El honor convertido en un derecho y defendido como tal en las leyes es, en realidad, la reputación u honra social. Tampoco es el honor ese concepto tan propio de tiempos tiernos que es «la autoestima» con el que la industria de la psicología, pedagogía y el «wellness» nos recomienda querernos, mimarnos y consolarnos. El honor es un compromiso de exigencia a uno mismo. Que impone un código siempre mucho más estricto que las leyes y las convenciones. Porque responde a una voluntad de ser mejor, de vocación elitista. De ser cada vez mejor que uno mismo. Y de ser mejor que los demás. Una vocación que, por tanto, consiente y acepta en los demás unos fallos, actitudes o conductas, que no se tolera a sí mismo. Quienes tuvimos una educación alemana en décadas de posguerra tenemos una ventaja al respecto.

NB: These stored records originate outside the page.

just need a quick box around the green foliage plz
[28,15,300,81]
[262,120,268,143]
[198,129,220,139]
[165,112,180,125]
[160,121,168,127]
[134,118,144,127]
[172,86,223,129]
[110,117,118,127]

El enorme peso de los crímenes cometidos «en nuestro nombre» convertía en una máxima prioridad combatir el instinto gregario. La resistencia del individuo a la presión de la masa pero también la individualización del crimen, del delito, frente a la culpa colectiva (Kollektivschuld) fomentaba ese concepto del honor. Que no era ya por supuesto el honor prusiano. Pero cultivaba la auto exigencia en el diálogo interior de una forma que no he vuelto a ver. Y por supuesto, la educación permanente en la memoria y la conciencia de un padre que cayó víctima de la Gestapo con el 20 de julio hasta el final de la guerra. Pero que sabía que eso había sido demasiado tarde. Y siempre cargó con su responsabilidad previa en el trágico fracaso de las elites que se rebajaron a gregarios. Que no condenaron, frenaron y combatieron a los criminales cuando aun se podía haber evitado la monstruosidad.

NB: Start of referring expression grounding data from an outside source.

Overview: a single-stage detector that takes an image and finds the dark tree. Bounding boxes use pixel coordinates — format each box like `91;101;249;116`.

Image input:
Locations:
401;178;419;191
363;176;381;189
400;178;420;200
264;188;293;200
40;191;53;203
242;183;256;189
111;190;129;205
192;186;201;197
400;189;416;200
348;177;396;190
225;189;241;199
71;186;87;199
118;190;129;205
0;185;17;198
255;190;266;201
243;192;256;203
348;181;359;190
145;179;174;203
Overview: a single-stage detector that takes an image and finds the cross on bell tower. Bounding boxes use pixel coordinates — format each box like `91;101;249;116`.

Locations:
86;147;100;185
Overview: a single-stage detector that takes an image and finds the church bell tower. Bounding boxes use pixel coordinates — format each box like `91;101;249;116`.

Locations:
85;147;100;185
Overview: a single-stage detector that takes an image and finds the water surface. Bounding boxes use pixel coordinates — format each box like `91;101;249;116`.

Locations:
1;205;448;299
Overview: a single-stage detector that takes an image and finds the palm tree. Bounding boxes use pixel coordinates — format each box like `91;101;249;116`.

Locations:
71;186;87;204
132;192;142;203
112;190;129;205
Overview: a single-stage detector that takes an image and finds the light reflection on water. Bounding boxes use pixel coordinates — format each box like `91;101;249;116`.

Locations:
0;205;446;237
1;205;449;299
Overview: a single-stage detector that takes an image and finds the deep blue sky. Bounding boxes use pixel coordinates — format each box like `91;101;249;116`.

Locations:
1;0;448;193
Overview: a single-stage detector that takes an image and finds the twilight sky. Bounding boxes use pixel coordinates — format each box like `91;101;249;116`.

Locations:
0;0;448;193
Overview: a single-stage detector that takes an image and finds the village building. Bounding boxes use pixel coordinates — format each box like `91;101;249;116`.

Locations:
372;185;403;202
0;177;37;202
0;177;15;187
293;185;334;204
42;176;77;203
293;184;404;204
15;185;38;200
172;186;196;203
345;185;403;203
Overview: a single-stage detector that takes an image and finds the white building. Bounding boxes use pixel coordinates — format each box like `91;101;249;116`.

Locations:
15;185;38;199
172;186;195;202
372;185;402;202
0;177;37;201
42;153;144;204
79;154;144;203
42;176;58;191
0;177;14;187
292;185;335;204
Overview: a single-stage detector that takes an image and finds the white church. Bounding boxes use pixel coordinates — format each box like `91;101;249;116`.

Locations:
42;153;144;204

Son éstas, para mí, razones de peso para una especial sensibilidad al respecto. Para considerar una agresión añadida a cualquier tropelía, el hecho de que se cometa al abrigo de la propia nación, partido o colectivo. El honor es voluntad propia, pero hay que salvarlo día a día. Y no del enemigo, sino del que combate bajo la misma bandera.